The Oklahoma City-County Health Department announced that Oklahoma County has a lower COVID-19 mortality rate than the average in the United States.

From Jan. 1 to Nov. 30, 2021, the Oklahoma County mortality rate was 118.8 deaths per 100,000 people, according to data tracked in the state’s system for public health investigation. During the same time frame, the U.S.’s mortality rate is 127.9 deaths per 100,000 people according to the Centers for Disease Control and Prevention.

Of the deaths in the county during that period of time, 28.6 deaths per 100,000 people come from the vaccinated, and 229.3 deaths per 100,000 people were among the unvaccinated.

“Our hearts go out to everyone who lost a loved one to this horrible disease,” said Dr.
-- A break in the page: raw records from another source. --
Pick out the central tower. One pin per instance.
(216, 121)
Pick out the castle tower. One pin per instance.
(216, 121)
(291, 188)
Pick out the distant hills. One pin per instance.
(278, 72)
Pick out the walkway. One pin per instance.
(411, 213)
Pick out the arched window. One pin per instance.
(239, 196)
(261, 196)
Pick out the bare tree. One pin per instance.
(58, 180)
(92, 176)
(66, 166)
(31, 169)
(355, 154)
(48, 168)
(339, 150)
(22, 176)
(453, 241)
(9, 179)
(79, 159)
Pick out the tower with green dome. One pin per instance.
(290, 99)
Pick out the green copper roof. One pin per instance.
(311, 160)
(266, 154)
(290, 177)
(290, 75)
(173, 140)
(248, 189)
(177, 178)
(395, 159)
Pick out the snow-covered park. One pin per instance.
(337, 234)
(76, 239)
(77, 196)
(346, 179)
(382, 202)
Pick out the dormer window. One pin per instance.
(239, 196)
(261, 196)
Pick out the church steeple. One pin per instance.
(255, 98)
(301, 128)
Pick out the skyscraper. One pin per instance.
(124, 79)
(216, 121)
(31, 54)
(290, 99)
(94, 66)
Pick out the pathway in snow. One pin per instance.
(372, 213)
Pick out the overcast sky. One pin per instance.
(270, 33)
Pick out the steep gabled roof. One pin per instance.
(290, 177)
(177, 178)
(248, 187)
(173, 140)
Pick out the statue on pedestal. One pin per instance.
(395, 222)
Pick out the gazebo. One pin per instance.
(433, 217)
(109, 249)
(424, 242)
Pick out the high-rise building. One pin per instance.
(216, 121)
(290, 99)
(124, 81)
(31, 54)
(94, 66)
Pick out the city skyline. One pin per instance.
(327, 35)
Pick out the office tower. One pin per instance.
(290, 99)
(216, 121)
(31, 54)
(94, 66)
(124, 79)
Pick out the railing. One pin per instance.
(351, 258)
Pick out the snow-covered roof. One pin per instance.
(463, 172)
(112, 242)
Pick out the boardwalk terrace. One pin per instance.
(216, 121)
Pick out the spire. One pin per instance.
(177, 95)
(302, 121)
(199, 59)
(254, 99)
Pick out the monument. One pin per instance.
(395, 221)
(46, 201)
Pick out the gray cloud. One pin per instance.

Patrick McGough, OCCHD CEO. “In that same spirit, we are overjoyed with all the lives that have been saved. We recognize that this low mortality rate shows how our partners in the county have been able to mobilize quickly and effectively, essentially saving lives. We are incredibly grateful to all the partners who trusted us to reach their constituents, including churches, health systems, cultural centers, school districts, universities and colleges, and private and government organizations. The long hours our staff continue to work have made the difference.”

So far, 1.1 million vaccine doses have been given in Oklahoma County.

In the county, 65% of the population age 5 and older is fully vaccinated.

McGough says that the health department is concerned with the rising case rate and the increasing number of hospitalizations.

Officials say everyone is encouraged to get a booster if they qualify, or consider getting their COVID-19 vaccination.